For one, I chose to remain seated for the first half of the service. Each person in that circle was in a wheelchair, so remaining in my chair allowed eye contact in a fresh way—such a simple choice I’d either not noticed or forgotten. It also suggested conversing, rather than conducting, and that relaxed me to hold this Gospel we have heard today with a more open hand.
We decided, those residents and I, that the other nine people in the story made a beeline to Dunkin Donuts. After all those days, months, years of separation from the community—living outside the town, crying out “Unclean! Unclean!” whenever anyone approached them—they were ready for whatever constituted normalcy.
Jesus’s charge to show themselves to the priests probably could have gone unsaid—or gets said for our benefit—for they knew well that only the priests could issue them the equivalent of a green card, a certificate of healing that would allow them to work and to live in town.
What is clear is how important this story is as a sign of the power of God’s kingdom. And what is so significant is its message that God’s mercy, God’s grace, can be recognized for what it really is only by gratitude. Not that God is limited to heal only people who know what’s happening to them, who know what accounts for their healing. No, God works healing far more generously than we can explain: embedded in the wondrous organism that emerges from a mother’s womb are capacities to heal and repair, to resist and overcome infection—to the extent that we may take healing for granted. Nine out of ten do, it would seem.
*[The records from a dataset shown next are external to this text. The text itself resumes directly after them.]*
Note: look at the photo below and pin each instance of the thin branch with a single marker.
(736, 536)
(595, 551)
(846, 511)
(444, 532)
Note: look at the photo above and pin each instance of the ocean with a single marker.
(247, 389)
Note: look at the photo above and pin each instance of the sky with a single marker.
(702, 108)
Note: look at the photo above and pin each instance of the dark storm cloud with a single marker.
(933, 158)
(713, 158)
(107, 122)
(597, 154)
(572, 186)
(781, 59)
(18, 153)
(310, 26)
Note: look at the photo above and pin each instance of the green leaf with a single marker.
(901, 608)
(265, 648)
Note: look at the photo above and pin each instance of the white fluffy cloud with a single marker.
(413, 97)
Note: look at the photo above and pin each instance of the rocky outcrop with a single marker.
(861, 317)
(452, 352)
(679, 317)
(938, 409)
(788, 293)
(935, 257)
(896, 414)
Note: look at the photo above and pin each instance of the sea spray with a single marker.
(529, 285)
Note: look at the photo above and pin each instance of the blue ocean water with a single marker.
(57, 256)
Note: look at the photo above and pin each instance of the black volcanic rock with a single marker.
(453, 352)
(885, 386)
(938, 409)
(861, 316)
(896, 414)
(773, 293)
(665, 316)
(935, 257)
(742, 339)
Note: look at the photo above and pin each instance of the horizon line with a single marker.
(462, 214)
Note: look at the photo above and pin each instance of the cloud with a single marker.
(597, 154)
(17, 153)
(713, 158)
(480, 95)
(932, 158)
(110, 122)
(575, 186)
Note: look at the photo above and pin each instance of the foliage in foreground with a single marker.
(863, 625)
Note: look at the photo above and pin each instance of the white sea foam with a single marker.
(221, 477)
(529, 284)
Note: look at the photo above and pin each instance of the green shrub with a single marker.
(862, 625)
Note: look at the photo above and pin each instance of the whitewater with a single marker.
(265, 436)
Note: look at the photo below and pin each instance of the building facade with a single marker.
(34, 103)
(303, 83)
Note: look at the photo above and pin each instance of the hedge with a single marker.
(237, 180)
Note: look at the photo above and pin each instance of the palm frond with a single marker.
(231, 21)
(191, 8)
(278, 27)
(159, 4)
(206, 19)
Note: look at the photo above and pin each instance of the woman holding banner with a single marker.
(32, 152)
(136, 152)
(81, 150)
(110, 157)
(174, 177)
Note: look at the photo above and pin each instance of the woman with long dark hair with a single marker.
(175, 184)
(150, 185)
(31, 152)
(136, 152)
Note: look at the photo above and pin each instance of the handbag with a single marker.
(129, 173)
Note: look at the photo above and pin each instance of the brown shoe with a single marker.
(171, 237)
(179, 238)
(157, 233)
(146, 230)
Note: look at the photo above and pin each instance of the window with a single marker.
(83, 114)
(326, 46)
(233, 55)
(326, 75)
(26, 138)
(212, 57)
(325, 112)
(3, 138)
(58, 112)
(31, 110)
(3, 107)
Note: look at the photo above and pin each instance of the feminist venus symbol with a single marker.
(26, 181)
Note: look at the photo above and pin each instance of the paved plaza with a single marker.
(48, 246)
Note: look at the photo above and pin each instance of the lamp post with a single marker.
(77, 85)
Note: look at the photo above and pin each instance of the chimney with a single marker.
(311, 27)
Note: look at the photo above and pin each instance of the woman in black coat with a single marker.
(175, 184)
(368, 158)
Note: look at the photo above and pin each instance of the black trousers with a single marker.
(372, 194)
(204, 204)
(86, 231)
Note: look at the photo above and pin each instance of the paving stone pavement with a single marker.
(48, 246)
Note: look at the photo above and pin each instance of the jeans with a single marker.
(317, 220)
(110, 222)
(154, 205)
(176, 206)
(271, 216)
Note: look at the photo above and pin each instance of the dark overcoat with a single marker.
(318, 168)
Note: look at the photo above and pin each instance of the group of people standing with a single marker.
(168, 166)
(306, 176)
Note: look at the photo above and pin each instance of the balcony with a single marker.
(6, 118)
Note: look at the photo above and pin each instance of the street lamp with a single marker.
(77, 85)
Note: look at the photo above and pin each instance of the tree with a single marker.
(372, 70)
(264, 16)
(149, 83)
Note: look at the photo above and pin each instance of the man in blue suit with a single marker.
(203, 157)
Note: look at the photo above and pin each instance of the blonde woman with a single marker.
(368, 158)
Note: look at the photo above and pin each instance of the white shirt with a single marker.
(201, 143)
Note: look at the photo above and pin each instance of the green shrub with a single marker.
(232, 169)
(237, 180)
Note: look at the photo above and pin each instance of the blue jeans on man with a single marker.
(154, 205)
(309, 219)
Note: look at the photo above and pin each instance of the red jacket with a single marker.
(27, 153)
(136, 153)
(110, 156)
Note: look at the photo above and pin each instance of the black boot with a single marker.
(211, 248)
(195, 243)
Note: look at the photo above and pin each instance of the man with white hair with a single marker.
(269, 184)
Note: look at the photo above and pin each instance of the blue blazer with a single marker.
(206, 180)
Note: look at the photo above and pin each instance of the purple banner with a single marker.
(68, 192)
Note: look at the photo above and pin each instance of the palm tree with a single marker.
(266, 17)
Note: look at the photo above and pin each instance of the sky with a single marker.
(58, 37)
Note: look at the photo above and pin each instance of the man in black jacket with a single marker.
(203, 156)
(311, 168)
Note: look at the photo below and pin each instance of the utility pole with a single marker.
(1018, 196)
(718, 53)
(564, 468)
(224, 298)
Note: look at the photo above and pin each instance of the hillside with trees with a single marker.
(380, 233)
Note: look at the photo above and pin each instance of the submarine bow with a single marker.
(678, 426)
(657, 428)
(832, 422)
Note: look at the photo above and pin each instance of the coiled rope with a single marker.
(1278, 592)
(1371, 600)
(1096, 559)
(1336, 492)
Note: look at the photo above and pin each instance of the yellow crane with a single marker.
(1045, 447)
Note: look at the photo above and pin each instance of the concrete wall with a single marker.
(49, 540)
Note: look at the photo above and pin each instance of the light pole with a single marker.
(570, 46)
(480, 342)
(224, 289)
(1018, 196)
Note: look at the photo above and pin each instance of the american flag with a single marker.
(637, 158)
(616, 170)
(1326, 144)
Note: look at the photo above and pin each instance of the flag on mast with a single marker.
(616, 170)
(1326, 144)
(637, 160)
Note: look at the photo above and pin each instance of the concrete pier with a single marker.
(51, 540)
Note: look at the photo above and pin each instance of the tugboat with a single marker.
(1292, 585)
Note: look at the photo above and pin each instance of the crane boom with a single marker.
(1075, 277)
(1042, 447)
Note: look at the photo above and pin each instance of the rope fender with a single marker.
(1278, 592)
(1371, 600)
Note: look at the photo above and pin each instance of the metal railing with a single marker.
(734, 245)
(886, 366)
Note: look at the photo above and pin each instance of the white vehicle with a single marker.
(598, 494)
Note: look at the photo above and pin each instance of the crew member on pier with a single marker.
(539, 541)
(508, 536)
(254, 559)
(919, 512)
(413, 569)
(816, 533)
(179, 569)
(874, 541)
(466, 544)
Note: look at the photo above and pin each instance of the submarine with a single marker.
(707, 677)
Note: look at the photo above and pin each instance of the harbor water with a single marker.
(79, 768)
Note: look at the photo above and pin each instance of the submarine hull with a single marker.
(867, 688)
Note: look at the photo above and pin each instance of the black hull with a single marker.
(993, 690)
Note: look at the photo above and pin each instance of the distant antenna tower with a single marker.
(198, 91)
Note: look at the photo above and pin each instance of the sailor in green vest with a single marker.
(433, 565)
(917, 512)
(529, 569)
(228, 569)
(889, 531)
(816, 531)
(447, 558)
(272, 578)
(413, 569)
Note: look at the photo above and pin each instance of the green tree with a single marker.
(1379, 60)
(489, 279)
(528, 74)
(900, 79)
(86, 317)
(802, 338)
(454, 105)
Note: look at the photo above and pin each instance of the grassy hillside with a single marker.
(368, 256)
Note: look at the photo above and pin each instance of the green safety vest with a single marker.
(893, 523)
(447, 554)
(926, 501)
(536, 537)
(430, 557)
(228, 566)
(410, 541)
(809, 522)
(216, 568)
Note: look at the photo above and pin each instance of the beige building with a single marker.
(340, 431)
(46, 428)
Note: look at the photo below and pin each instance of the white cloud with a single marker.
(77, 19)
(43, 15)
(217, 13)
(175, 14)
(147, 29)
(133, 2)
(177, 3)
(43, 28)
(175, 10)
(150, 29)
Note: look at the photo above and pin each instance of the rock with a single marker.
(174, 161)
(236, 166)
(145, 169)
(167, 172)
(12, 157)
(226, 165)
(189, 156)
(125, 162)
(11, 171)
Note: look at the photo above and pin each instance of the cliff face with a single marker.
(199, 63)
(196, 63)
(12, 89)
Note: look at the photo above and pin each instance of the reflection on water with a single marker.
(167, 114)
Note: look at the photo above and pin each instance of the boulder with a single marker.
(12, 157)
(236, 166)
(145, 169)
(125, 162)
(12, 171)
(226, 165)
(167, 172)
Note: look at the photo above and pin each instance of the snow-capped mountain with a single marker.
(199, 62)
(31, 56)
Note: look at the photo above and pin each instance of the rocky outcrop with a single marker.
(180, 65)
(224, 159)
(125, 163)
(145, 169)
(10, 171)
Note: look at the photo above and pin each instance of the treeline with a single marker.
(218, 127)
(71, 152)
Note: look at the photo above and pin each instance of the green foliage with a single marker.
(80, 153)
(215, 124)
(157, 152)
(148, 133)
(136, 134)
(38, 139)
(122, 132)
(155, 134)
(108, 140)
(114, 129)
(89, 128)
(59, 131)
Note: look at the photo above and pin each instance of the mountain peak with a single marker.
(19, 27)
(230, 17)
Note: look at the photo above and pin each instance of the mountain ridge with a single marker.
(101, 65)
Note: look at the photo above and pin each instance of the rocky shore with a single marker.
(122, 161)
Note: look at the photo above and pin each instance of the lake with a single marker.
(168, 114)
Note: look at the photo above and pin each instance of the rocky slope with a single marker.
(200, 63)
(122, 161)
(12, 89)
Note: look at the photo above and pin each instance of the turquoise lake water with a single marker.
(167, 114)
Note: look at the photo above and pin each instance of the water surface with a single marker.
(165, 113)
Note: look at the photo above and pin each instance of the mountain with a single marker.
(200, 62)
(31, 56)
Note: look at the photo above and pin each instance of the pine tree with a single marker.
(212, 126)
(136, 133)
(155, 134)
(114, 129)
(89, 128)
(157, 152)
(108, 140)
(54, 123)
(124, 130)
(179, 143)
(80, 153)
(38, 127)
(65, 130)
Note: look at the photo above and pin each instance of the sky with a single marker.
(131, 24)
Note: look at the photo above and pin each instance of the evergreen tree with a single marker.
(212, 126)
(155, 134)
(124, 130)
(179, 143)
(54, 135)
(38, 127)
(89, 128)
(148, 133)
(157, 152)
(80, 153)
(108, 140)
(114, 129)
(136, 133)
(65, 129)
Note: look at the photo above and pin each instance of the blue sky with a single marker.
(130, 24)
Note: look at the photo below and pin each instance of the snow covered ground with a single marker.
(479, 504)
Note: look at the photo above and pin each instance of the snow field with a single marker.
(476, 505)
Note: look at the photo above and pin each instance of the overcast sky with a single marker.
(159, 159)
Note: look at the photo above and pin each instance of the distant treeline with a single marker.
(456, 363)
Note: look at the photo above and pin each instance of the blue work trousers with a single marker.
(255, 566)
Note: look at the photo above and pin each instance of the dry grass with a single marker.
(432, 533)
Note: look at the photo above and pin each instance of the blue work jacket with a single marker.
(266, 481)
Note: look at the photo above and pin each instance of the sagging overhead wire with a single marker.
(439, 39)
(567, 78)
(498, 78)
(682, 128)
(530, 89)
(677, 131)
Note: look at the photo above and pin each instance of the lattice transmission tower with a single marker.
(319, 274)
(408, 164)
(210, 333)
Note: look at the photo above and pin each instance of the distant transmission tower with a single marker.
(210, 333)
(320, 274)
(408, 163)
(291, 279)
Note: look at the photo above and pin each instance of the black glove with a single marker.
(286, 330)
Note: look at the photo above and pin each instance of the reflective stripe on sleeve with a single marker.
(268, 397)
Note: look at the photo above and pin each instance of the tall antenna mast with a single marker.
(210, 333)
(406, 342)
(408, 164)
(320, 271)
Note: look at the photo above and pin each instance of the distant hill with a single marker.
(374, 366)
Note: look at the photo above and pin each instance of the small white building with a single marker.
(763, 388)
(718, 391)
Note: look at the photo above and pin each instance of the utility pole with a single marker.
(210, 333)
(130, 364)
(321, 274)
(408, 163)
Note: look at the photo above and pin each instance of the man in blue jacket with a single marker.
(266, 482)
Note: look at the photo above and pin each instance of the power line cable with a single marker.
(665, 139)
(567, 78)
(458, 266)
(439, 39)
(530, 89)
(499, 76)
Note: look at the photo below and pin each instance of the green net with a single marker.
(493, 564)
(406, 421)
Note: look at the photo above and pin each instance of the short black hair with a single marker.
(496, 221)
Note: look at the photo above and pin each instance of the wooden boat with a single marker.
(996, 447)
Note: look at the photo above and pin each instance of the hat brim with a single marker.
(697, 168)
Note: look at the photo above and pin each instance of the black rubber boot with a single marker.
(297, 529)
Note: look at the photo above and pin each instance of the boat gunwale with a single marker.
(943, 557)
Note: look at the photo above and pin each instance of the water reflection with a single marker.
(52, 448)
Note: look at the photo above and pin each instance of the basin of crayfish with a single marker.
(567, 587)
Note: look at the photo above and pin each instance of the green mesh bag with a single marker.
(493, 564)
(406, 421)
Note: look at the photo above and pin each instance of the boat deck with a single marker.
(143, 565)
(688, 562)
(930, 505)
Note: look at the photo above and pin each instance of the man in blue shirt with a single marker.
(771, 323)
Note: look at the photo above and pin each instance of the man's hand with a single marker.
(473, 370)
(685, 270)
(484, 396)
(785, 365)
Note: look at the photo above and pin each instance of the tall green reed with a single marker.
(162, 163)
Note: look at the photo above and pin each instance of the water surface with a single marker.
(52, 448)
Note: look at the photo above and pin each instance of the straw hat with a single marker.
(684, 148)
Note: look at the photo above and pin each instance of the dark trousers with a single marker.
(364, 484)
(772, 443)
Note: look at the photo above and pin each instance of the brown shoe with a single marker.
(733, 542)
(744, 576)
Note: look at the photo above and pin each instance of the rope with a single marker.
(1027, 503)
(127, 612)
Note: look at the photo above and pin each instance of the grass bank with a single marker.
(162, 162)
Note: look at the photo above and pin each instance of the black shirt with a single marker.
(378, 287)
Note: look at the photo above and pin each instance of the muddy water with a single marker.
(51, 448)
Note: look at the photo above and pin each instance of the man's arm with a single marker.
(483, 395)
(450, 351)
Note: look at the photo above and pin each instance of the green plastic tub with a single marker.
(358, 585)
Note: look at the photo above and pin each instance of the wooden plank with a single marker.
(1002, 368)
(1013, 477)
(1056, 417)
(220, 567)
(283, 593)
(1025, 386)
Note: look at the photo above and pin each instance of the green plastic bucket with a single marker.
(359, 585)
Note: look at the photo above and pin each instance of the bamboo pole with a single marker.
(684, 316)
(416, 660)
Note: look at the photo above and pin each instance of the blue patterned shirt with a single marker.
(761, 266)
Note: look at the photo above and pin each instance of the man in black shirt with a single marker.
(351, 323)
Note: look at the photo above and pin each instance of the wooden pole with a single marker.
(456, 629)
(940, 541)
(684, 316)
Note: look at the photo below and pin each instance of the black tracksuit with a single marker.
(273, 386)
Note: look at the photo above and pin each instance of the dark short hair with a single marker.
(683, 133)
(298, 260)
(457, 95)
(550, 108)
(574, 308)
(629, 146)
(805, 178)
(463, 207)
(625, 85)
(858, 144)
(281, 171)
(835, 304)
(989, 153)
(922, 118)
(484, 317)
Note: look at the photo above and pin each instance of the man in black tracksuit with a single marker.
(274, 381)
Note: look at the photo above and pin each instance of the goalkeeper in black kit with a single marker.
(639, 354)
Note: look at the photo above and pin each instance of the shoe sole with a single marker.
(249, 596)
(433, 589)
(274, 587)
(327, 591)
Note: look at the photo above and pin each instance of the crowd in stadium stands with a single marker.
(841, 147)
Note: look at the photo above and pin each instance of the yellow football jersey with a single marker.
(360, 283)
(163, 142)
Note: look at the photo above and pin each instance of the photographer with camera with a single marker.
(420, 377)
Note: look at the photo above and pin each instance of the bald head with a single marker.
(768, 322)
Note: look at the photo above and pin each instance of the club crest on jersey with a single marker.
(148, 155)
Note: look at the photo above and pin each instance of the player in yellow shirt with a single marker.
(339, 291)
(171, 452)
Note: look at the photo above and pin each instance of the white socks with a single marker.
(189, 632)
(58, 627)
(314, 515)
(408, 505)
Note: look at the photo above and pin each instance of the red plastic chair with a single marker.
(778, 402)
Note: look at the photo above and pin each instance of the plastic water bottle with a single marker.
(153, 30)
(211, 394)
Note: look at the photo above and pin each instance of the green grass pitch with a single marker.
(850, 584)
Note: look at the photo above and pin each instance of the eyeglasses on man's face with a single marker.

All ten people are suffering from leprosy, perhaps especially its social isolation, its endless shaming and alienation. They seem to raise one united chorus of voices as they call across the vast gulf, “Jesus, Master, have mercy on us!” Later, just one solo voice is heard to praise God. And though all ten got what they wanted, only this one receives more than he had dreamed of asking for: the priests have certified the others healed and fit to return to work and to community, but this one receives Jesus’s declaration of salvation.
The story emphasizes its own surprise: This man is not a member of the established church of his day. Jesus calls him a foreigner, marveling at his faith, expressed through gratitude. Southern Baptist bible scholar R. Alan Culpepper puts it this way: “Ten were healed, but only one recognized the healing for what it was. Is healing simply the natural process of nature or a sign of God’s love? In retrospect, are the opportunities and experiences that prepare one for greater challenges simply chance or evidence of God’s providence? Who can fathom the ways in which God works in human experience?”
Today, we bring Cecilia and Francisco to the font. What will happen there? I mean, what beyond their receiving certificates of baptism. For what good, and to what end, is their baptism?
So that they will begin-- surrounded, aided, supported-- the spiritual tasks of recognition: recognizing in their own experience the love of God. Perceiving deeper meaning in what moves within and around them. Seeing the need of others, as Jesus sees, even at a great distance. Finding faith in its purest form, gratitude. Giving thanks, giving attention, giving awareness. Receiving Jesus’s declaration of salvation. Realizing opportunity to become the blessing of God.